Of particular interest is the circular's admonition to judges.  China's judges aren't merely the ones given the task of reforming everybody else: "[T]he circular also said judges who abuse their power and take bribes must be dismissed."  And who can argue with that?

It's the next part of the circular that might cause an audience of American judges to start shifting in its seats: "It also urged the courts to be more transparent to people's congresses, procuratorates and the common people."  You can almost hear the paper rustling and the coughs breaking out across the hotel meeting room, can't you?

"Transparency" is a word that has recently come up in regard to the judicial systems of the EU's newest members.  Ireland's RTE summed up the flamboyant shortcomings of the Bulgarian judicial system this way:

Bulgaria's primary law, adopted in 1991 after the fall of communism, gave the judiciary total independence, breeding corruption and impunity.

Spectacular trials including an embezzlement case that bankrupted 14 banks in 1996 and 1997 led nowhere with defence lawyers and corrupt judges always finding loopholes to delay a court ruling.

Police have also recorded over 160 suspected contract killings since 2000 but there has not been a single conviction, although the names of notorious gang bosses have circulated in the Bulgarian press.

As a result, parliament passed amendments last March designed to limit the independence of the judiciary, giving parliament the power to sack the chief prosecutor and members of the supreme courts.

But the EU Commission later criticised the changes, claiming they violated the independence of the judiciary, and pressed for 'ambiguities' to be removed.

Bulgaria's constitutional court repealed the disputed legal amendment last September, making it necessary for parliament to find another mechanism to monitor the judiciary.

I wouldn't blame those Bulgarian parliamentarians for feeling they can't win for losing.  Total independence has been proven to be disastrous in practice, while Daddy in Brussels says less-than-total independence is even worse, in theory.  (And remember we're talking about a legal system - theory is what counts.)   So what's a striving wannabe-normal European nation to do?  Why, get transparent, of course:

The Bulgarian parliament has approved constitutional changes demanded by the European Union to improve the efficiency and transparency of its much-criticised judiciary.

Transparency is something American courts fight against, tooth and nail.  Hammer and tongs.  The ludicrous blow-up on the Michigan Supreme Court is all about an emotionally-adolescent Chief Justice (he circulated a draft opinion suggesting one of the women on the court start a hunger strike, which has "the potential for everyone to be a winner."  You can just hear the guys in home room cracking up, can't you?) trying to keep the people of his state from knowing how he and his pals spend their time in Lansing.  (See post 234.)

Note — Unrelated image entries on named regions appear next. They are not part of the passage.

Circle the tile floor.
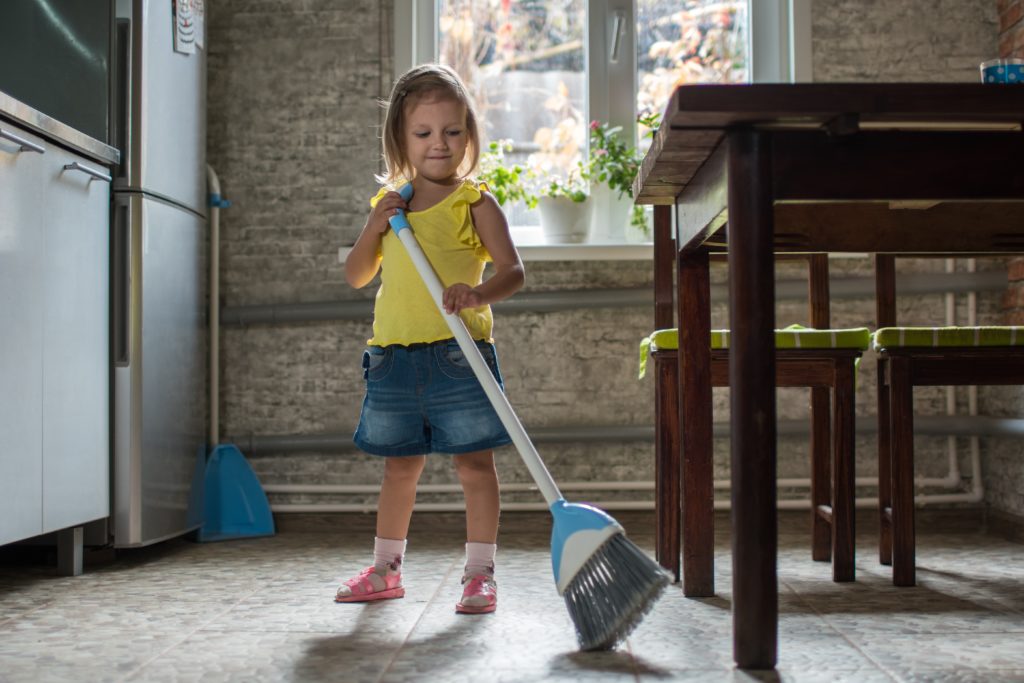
[0,513,1024,683]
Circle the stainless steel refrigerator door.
[113,194,208,547]
[117,0,206,215]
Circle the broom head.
[551,500,670,650]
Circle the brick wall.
[995,0,1024,325]
[985,0,1024,520]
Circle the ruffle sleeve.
[370,187,391,208]
[452,180,493,261]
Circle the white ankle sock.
[466,543,498,574]
[374,537,406,569]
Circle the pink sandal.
[334,566,406,602]
[455,573,498,614]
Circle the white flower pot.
[537,197,594,245]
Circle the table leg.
[830,358,857,581]
[677,249,715,597]
[654,351,682,583]
[727,129,778,669]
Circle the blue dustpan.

Meanwhile, in Connecticut, a judge was located who was prepared to go public with the laughable notion that it violated the doctrine of separation of powers for the state legislature to investigate the chief justice's attempt to manipulate the legislative process.  (See post 198.)

Meanwhile, no one has yet come up with any explanation as to how the Supreme Court's ban on TV in federal courtrooms, conspicuously including its own, can possibly be squared with the first amendment - you know, the one the federal courts are always so eager to enforce against the other branches.

(The justices have come up with an explanation as to how their denial of freedom of the press can be squared with the sixth amendment guarantee of a public trial, but that explanation is mere magic-wand jurisprudence, a because-I-said-so declaration that the sixth amendment's reference to a "public trial" doesn't, as the legally-unsophisticated might naively assume, necessarily mean "public trial.")

Perhaps there's a kind of reversion to the mean going on.  Relatively successful legal systems, such as ours, seek to reduce transparency in order to increase the personal power of the judges.  Relatively unsuccessful legal systems, such as Bulgaria's, seek to promote transparency in order to decrease the personal power of judges.  The goal of both is mediocrity.  The interesting question is: will either achieve it?